De-dupe targets in TSM environments? (udpated 06-08)

When speaking about de-dupe to general audiences, a very common question is, "Can TSM customers benefit from de-dupe?"  The short answer is yes, but not to the same degree as customers of other backup products.

This blog entry is one in a series of entries on deduplication.  The previous post was In-line or Post-process deduplcation , and the next one in the series is Deduplication Podcast Available .

 

While a good de-dupe product can identify redundant files between systems, and multiple versions of the same file over time, and gain a lot of de-dupe from that, the bulk of de-dupe data comes from comparing the most recent full backup against the previous full backup.  Most of the full backup will be the same blocks as the previous full backup and thus be eliminated.

For filesystems, TSM customers use a progressive incremental backup technology that does not typically include recurring full backups.  Remember, however, that dedupe systems also find duplicate data between different versions of the same file.  Therefore, while they will receive smaller dedupe ratios than customers using other backup products, their ratios will not be as high as other customers, since a lot of the duplicated data is found in repeated full backups.

Also remember that there's more to life than filesystems.  TSM customers also back up database and applications that do perform full and incremental backups.

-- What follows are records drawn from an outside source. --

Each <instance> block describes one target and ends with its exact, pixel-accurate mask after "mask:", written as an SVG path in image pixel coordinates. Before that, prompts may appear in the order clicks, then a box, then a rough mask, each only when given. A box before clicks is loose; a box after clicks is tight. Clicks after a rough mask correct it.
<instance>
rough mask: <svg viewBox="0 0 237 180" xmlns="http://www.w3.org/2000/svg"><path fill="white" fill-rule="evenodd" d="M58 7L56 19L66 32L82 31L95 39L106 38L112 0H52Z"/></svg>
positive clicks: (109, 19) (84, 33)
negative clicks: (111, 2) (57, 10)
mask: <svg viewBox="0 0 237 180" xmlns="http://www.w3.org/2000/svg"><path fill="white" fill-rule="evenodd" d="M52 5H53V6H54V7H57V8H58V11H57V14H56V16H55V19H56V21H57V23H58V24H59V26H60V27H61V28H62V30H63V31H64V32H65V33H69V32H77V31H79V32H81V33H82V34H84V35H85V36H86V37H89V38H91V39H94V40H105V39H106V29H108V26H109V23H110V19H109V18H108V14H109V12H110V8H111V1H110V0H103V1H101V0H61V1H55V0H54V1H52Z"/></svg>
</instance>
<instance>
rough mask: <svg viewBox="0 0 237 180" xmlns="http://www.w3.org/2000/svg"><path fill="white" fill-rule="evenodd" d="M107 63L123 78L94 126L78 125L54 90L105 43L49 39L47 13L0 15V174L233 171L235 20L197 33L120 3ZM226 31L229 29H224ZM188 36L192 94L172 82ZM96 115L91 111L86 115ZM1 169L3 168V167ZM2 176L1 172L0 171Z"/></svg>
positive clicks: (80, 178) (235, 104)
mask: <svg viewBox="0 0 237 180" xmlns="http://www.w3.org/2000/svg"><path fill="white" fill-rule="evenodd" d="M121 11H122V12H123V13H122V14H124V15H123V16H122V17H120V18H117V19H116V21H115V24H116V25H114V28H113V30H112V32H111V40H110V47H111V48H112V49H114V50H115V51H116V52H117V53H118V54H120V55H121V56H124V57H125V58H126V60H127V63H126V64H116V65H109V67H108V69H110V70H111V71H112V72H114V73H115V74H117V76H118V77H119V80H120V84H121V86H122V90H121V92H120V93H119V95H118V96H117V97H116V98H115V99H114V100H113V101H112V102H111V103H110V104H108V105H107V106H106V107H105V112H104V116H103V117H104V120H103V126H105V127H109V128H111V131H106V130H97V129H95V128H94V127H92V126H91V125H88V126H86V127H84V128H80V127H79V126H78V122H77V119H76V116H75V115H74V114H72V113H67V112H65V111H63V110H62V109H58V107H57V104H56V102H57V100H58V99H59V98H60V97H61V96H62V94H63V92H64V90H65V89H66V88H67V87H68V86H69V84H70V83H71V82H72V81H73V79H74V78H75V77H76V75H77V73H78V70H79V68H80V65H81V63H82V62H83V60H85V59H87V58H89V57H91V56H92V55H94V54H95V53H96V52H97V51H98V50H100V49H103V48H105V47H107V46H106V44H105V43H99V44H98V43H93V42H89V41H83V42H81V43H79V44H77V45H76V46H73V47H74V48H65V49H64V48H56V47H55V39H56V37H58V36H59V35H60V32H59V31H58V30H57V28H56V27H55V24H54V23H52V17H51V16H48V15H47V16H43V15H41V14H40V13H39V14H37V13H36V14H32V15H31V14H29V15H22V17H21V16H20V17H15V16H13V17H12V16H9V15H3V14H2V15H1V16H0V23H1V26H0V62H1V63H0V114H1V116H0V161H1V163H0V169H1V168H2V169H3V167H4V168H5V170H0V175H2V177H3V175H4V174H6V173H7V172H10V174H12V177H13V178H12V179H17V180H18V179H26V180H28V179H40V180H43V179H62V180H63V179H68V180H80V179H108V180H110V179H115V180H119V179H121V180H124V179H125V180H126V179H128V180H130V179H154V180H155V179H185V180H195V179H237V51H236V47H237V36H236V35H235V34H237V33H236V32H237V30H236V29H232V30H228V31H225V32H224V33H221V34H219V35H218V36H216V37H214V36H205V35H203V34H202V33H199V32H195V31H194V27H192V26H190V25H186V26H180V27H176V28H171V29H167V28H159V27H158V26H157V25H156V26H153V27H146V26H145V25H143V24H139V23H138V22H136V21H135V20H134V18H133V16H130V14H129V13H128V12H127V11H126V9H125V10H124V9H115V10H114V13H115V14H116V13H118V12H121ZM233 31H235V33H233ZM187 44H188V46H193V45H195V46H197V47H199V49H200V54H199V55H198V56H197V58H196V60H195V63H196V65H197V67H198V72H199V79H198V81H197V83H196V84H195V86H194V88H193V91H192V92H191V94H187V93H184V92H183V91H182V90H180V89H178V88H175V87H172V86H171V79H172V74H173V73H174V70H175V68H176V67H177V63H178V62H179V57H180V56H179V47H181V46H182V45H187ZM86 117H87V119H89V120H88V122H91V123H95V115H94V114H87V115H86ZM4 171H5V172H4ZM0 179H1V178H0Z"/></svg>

When you combine the two, those who have tested TSM and non-TSM backup apps seem to think that while other customers may see 20:1 or more, TSM customers who back up both filesystems and databases should probably see about half that.  If you're backing up all filesystems, though, you may see even less.

Read what other TSM customers said about their experience in this thread on the TSM mailing list. There's some confusion in this discussion between de-dupe targets (such as VTLs) that will de-dupe your TSM/NBU/NW/CV backups and de-dupe backup software (e.g. Avamar, Puredisk, Asigra) that are a replacement for your backup software.  But it's a good discussion just the same.

This blog entry is one in a series of entries on deduplication.  The previous post was In-line or Post-process deduplcation , and the next one in the series is Deduplication Podcast Available .

Written by W. Curtis Preston (@wcpreston), four-time O'Reilly author, and host of The Backup Wrap-up podcast. I am now the Technology Evangelist at Sullivan Strickler, which helps companies manage their legacy data

1 comment
  • Hi Curtis

    I don’t understand the sentence:

    Therefore, while they will receive smaller dedupe ratios than customers using other backup products, their ratios will not be as high as other customers, since a lot of the duplicated data is found in repeated full backups.

    Are you saying that incremental backups will contain a mix of completely new files and new versions of existing files, and that the latter will continue offer good dedupe opportunities whereas the former less so? Hence a lower compression ratio than for a full backup but more than you might assume for an incremental backup?